Thursday, May 13, 2010

Inductive Game Theory and conflict

Quantitative studies of behaviour traditionally rely on Jonathan Nash's 'Game theory' and Nash's Equilibrium, to investigate the logic and probability surrounding conflict. Game theory seeks to identify normative strategies that maximise payoffs for individuals in the face of uncertainty.

Equilibrium
Although Game theory has been very useful for determining which of a predefined set of strategies will best produce stability, given certain assumptions, its has not proven to be very useful for determining what the natural strategy set is, or which strategies individuals are using out of equilibrium.

Multiple Players
Game theoretic models are also not practical for studying strategies when interactions involve multiple players interacting simultaneously. This is the case in many complex animal and human systems.

Inductive Game Theory
Santa Fe Institute Omidyar Postdoctoral Fellow Simon DeDeo and Institute faculty members Jessica Flack and David Krakauer believe they have developed a new method, which they call 'Inductive Game Theory.'

They have applied this new method to a time series of fights, gathered from detailed observations of an animal society model system. "With these approaches, we can better identify those strategies likely to generate periods of intense conflict," DeDeo says.

Conflict Triggers
"Fights are not explained by 'rogue actors,' or single aggressive individuals, but by complex interactions among groups of three or higher, and the decision to fight is very much dependent on historical events i.e. the memory of what happened in previous conflicts," says Krakauer. (As we all know our perception of events are not always accurate. Memories and historical recollection, can be distorted and otherwise influenced, internally and externally.)

Interaction of Players
"These results suggest that an individual agency has been over-emphasised in social evolution," says Flack. "We need to re-examine the idea that a single individual or nation can directly cause turbulent periods in history, and consider the possibility that what predicts long periods of conflict is how we respond to the actions and reactions of both our friends and our possible enemies in their conflicts."

Jessica Flack believes, "This new empirically-grounded approach to conflict is a crucial step towards designing better methods for prediction, management and control." I hope she is right in this assumption and that it does make the world a safer place.


Aggressive acts
Clearly, a single entity can invoke an action that is intended to provoke an aggressive reaction (Pearl Harbour) but the decision for conflict is an option not an inevitable response, and is based on a large number of factors.

Pre-emptive aggression
Pre-emptive strikes (Hiroshima and Nagasaki), are intolerable unless you convince your 'allies' that it's not, because it's for the 'greater good', but these past events invoke different reactions within us, simply because they are now historical events and they can sit uncomfortably in our memories.

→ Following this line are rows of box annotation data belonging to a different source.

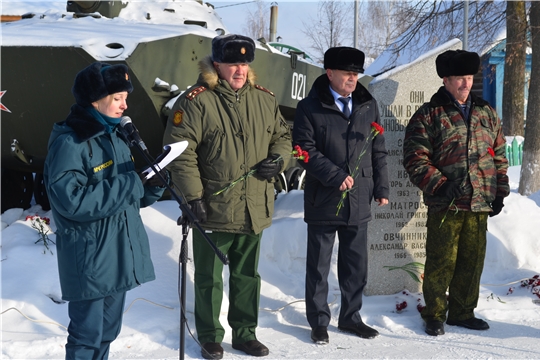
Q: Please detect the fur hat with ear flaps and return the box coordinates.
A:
[435,50,480,78]
[324,46,365,73]
[71,61,133,107]
[212,34,255,64]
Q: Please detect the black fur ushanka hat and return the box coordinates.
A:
[212,34,255,64]
[435,50,480,78]
[324,46,365,73]
[71,61,133,107]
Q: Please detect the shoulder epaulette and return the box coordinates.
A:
[186,85,206,101]
[255,84,276,97]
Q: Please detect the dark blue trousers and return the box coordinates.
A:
[306,223,368,328]
[66,292,126,360]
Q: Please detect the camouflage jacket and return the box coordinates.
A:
[403,87,510,212]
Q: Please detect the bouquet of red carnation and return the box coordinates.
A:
[336,122,384,216]
[212,145,309,195]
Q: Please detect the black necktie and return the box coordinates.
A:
[338,97,351,119]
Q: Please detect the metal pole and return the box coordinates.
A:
[463,0,469,50]
[354,0,358,49]
[270,2,277,42]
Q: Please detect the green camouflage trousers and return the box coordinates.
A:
[422,211,488,322]
[193,229,262,345]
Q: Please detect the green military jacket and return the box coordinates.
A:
[403,87,510,212]
[163,57,292,234]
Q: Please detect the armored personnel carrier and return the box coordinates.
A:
[0,0,323,212]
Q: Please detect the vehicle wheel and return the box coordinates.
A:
[2,169,34,212]
[34,174,51,211]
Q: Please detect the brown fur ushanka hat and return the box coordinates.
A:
[212,34,255,64]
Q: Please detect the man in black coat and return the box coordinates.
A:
[293,47,389,344]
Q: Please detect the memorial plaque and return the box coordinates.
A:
[365,40,462,295]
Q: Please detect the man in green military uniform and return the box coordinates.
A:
[403,50,510,336]
[164,34,292,359]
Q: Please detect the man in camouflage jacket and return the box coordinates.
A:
[164,34,292,359]
[403,50,510,336]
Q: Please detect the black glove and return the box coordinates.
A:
[437,180,465,200]
[257,154,283,180]
[178,199,208,225]
[146,169,170,188]
[489,196,504,216]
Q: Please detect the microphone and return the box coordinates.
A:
[120,116,148,152]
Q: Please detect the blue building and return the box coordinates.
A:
[475,40,532,114]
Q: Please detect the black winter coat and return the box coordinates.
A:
[293,74,389,225]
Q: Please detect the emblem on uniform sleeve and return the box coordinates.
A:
[173,110,184,126]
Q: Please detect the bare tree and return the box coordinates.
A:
[302,0,352,63]
[502,1,527,136]
[243,0,270,40]
[518,1,540,195]
[357,0,410,60]
[380,0,506,67]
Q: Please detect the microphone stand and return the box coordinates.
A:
[124,131,229,360]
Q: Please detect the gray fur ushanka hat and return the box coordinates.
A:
[435,50,480,78]
[71,61,133,107]
[212,34,255,64]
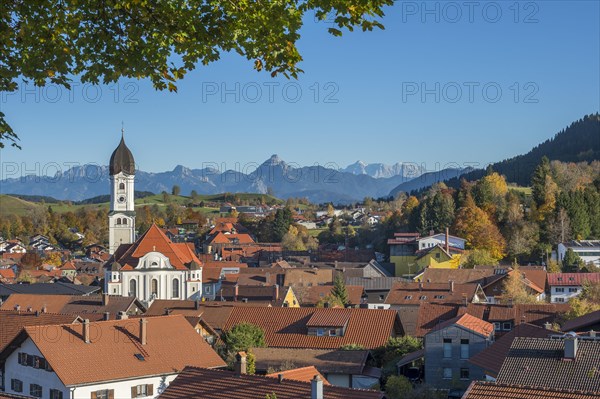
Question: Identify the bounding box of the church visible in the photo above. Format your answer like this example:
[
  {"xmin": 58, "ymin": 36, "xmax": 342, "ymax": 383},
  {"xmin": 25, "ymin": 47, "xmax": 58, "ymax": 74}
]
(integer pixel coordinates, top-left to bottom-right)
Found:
[{"xmin": 104, "ymin": 135, "xmax": 202, "ymax": 304}]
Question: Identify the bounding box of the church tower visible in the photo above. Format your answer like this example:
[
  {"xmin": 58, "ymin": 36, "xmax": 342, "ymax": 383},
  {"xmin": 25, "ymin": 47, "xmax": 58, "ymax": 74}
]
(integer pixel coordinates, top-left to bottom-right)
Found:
[{"xmin": 108, "ymin": 131, "xmax": 135, "ymax": 254}]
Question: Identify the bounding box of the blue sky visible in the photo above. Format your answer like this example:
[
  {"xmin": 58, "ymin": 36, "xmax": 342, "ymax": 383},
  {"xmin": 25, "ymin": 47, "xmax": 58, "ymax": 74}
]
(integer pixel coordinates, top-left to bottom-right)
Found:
[{"xmin": 0, "ymin": 1, "xmax": 600, "ymax": 174}]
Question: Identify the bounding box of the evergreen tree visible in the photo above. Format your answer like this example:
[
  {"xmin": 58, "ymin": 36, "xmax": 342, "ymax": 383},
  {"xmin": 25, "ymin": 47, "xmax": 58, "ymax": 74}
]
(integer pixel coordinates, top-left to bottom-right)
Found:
[{"xmin": 331, "ymin": 273, "xmax": 350, "ymax": 305}]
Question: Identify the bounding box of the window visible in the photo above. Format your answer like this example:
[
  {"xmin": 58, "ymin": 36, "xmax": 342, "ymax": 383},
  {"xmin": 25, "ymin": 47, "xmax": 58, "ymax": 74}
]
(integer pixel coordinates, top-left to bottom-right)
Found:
[
  {"xmin": 10, "ymin": 378, "xmax": 23, "ymax": 392},
  {"xmin": 91, "ymin": 389, "xmax": 115, "ymax": 399},
  {"xmin": 444, "ymin": 338, "xmax": 452, "ymax": 359},
  {"xmin": 29, "ymin": 384, "xmax": 42, "ymax": 398},
  {"xmin": 444, "ymin": 367, "xmax": 452, "ymax": 380},
  {"xmin": 131, "ymin": 384, "xmax": 154, "ymax": 398},
  {"xmin": 129, "ymin": 279, "xmax": 137, "ymax": 296},
  {"xmin": 173, "ymin": 278, "xmax": 179, "ymax": 298},
  {"xmin": 460, "ymin": 339, "xmax": 469, "ymax": 359}
]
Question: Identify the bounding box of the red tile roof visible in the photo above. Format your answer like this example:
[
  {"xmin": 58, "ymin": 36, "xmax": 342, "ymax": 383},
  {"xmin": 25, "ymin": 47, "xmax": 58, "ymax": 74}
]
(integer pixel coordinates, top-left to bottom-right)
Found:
[
  {"xmin": 224, "ymin": 307, "xmax": 401, "ymax": 349},
  {"xmin": 462, "ymin": 381, "xmax": 600, "ymax": 399},
  {"xmin": 548, "ymin": 273, "xmax": 600, "ymax": 286},
  {"xmin": 265, "ymin": 366, "xmax": 331, "ymax": 385},
  {"xmin": 160, "ymin": 367, "xmax": 383, "ymax": 399},
  {"xmin": 0, "ymin": 315, "xmax": 225, "ymax": 386},
  {"xmin": 385, "ymin": 281, "xmax": 478, "ymax": 305},
  {"xmin": 430, "ymin": 313, "xmax": 494, "ymax": 337},
  {"xmin": 114, "ymin": 224, "xmax": 202, "ymax": 270},
  {"xmin": 469, "ymin": 323, "xmax": 553, "ymax": 378}
]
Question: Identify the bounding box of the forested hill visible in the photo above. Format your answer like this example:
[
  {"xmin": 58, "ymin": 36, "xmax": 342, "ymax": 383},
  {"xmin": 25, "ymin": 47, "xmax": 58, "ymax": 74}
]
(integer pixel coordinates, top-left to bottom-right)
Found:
[{"xmin": 448, "ymin": 113, "xmax": 600, "ymax": 187}]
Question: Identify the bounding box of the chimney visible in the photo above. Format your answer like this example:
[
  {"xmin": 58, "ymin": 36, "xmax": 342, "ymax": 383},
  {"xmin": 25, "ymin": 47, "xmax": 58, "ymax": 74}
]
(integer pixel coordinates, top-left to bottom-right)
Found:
[
  {"xmin": 235, "ymin": 352, "xmax": 246, "ymax": 377},
  {"xmin": 140, "ymin": 318, "xmax": 148, "ymax": 345},
  {"xmin": 83, "ymin": 319, "xmax": 90, "ymax": 344},
  {"xmin": 564, "ymin": 337, "xmax": 577, "ymax": 360},
  {"xmin": 310, "ymin": 374, "xmax": 323, "ymax": 399}
]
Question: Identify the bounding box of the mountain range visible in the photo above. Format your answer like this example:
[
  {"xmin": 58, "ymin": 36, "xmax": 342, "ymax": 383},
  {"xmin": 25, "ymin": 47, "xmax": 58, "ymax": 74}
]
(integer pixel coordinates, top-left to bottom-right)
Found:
[
  {"xmin": 0, "ymin": 114, "xmax": 600, "ymax": 204},
  {"xmin": 0, "ymin": 155, "xmax": 462, "ymax": 203}
]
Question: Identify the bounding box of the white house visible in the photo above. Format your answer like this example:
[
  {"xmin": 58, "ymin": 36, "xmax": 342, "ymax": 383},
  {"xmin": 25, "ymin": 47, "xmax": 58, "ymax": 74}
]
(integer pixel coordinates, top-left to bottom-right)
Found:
[
  {"xmin": 416, "ymin": 233, "xmax": 467, "ymax": 251},
  {"xmin": 558, "ymin": 240, "xmax": 600, "ymax": 266},
  {"xmin": 0, "ymin": 315, "xmax": 225, "ymax": 399},
  {"xmin": 548, "ymin": 273, "xmax": 600, "ymax": 303}
]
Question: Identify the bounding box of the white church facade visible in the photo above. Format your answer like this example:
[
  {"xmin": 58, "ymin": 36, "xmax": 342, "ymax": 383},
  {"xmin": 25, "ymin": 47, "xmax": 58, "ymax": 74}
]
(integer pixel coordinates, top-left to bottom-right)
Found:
[{"xmin": 104, "ymin": 133, "xmax": 202, "ymax": 304}]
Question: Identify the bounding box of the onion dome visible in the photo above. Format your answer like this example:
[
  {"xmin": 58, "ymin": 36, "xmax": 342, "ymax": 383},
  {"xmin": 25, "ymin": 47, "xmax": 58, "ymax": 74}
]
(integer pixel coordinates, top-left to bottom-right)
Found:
[{"xmin": 108, "ymin": 136, "xmax": 135, "ymax": 176}]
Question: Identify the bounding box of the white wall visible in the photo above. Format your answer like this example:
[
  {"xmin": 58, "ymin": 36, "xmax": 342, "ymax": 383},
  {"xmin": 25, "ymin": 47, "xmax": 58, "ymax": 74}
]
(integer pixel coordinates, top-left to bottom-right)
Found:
[{"xmin": 4, "ymin": 339, "xmax": 177, "ymax": 399}]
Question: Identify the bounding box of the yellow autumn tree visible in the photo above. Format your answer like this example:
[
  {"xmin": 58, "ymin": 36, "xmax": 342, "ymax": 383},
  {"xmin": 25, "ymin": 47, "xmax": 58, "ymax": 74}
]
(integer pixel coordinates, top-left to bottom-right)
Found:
[{"xmin": 453, "ymin": 193, "xmax": 506, "ymax": 260}]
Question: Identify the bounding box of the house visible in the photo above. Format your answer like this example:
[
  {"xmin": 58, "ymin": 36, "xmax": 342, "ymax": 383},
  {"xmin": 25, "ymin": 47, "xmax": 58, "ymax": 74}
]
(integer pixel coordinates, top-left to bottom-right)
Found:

This in itself may make it difficult to predict our reaction to future conflicts, dependant on whether we have a) read about similar events in the history books or b) experienced them directly or indirectly through our friends and partners.

The Santa Fe Institute
The Santa Fe Institute (http://www.santafe.edu/) is a transdisciplinary research community that expands the boundaries of scientific understanding. Its aim is to discover, comprehend, and communicate the common fundamental principles in complex physical, computational, biological, and social systems that underlie many of the most profound problems facing science and society today.